Zach van der Walt, SAP Africa solution manager, industrial business unit
For instance, without an adaptive manufacturing system in place, when a production line goes down for whatever reason, sales people do not know until some time afterwards that there will be a delay getting product to customers. Also, they rarely know how long it will take to bring the line back on and therefore what to tell customers in terms of when product can be expected. At the same time, any delays on the shop floor have a direct impact on the supply chain and therefore on inventory management and procurement processes.
But in most current manufacturing environments that is just the way it is. The old green screens used on the shop floor are considered enough - mainly because they appear to be simple to use or to provide the kind of information shop floor users are thought to be capable of assimilating. Which is both naïve - and insulting to those working on the shop floor, many of whom are running extremely sophisticated and complex equipment with a high order of expertise.
More importantly, the élitism of keeping sophisticated organisational information for the executive suite and letting the shop floor limp on, on mostly, a less than need-to-know basis is profoundly destructive to the organisation. For one thing, not knowing in realtime what the implications are for the business of events on the shop floor erodes competitive advantage. For another, it is punitive to shareholders, who could be getting a great deal more value out of the organisation if there were no disconnect between the plant and the boardroom.
In the end, the argument about whether or not to go with adaptive manufacturing has to come down to profitability.
And companies like Kumba, Lonmin and SA Breweries in South Africa and Kellogs, Dale Corning, Colgate Palmolive, Air Products, Eastman Kodak, Philips, and Procter and Gamble in the rest of the world are proving that adaptive manufacturing gives them the ability to profitably replenish the supply chain while dynamically responding to unpredictable change.
It enables them to run manufacturing at the speed of business and deliver performance through high visibility and responsiveness. They can reliably produce to target with year to year cost reductions and quality improvements. Why? Because adaptive manufacturing gives them a central view of manufacturing right from the shop floor through the supply chain and external partners to the executive suite.
And that is possible because adaptive manufacturing is not a one-way street. Certainly, information coming from the plant includes realtime alerts, order status, equipment efficiencies, downtime tracking, reworking, and scrap rates - all of which impact the overall administration of the company.

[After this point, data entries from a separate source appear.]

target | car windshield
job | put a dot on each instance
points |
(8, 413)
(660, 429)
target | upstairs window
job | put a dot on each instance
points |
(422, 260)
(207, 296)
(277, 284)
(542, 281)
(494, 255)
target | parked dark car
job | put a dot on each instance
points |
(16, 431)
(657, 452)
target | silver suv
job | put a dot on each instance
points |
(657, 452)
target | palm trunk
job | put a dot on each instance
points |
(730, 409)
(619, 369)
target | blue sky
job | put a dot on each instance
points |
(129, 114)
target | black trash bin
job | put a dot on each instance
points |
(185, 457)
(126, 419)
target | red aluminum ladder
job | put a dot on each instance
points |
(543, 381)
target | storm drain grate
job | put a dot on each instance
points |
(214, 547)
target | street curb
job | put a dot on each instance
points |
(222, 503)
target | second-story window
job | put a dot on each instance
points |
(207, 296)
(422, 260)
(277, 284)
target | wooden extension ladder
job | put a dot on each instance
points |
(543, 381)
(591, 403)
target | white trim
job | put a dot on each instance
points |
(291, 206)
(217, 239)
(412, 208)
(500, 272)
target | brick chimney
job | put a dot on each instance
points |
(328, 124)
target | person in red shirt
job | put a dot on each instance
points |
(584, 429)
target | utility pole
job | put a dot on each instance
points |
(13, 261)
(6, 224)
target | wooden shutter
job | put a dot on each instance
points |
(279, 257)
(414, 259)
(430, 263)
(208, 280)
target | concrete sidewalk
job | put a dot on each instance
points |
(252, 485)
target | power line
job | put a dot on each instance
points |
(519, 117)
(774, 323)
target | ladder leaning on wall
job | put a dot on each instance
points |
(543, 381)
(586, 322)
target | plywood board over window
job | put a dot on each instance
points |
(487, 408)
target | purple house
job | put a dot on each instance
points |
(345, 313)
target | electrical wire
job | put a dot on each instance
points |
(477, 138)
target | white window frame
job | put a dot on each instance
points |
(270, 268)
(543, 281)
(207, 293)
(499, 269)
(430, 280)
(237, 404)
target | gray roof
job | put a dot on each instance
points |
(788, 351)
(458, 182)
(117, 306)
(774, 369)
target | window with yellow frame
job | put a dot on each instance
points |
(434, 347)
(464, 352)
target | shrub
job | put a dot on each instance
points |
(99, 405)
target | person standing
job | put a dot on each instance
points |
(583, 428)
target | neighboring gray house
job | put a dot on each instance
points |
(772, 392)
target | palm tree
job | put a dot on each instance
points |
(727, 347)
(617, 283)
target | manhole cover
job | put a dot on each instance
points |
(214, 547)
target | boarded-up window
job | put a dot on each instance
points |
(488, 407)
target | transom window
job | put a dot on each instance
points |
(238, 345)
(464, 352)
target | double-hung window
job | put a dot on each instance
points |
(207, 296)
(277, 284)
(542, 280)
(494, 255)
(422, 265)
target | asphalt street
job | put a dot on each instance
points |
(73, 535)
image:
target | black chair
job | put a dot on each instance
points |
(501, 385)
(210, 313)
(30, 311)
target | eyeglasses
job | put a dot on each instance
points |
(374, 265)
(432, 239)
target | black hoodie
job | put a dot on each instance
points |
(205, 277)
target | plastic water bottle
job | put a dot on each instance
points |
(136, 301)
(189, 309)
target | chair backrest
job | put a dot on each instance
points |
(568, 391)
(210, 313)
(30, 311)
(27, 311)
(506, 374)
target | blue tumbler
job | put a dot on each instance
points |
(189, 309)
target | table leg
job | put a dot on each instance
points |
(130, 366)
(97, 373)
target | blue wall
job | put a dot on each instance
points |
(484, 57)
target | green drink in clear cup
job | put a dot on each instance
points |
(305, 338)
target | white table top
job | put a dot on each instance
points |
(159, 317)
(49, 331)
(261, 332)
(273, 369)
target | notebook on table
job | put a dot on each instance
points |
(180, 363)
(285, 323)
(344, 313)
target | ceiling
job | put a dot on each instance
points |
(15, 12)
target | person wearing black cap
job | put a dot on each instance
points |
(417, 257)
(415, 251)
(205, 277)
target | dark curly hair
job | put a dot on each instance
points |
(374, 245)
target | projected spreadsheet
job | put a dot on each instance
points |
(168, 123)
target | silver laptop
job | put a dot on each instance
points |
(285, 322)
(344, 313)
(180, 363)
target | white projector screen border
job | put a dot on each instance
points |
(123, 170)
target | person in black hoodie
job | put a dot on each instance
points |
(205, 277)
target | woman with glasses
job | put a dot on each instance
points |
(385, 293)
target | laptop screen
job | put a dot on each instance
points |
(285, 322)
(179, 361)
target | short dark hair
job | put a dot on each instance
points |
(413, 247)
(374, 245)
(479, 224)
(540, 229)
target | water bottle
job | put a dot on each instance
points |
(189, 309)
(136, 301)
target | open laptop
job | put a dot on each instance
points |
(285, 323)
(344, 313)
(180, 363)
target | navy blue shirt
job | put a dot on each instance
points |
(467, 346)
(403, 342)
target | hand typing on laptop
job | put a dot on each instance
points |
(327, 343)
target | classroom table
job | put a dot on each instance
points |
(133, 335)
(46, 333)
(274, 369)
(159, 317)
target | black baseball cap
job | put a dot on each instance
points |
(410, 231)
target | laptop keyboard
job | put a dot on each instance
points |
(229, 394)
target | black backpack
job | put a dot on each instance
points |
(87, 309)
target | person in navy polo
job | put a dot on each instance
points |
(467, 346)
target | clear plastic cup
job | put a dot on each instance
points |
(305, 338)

But information flows down to the shop floor, too. Production orders, material inventory level, inspection data, master recipes, material details, and maintenance works orders can all be pushed through simplified user interfaces back into the manufacturing execution systems (MES) - putting the shop floor in a position to synchronise its operations to the needs of the business.
Also, through relevant analysis of shop floor data, both the shop floor and the executive suite can make decisions on the cost implications of changes to the business or changes to the shop floor. Why would any manufacturing executive and shop floor manager not want those kinds of capabilities? Where is the profit in hanging on to the green screens?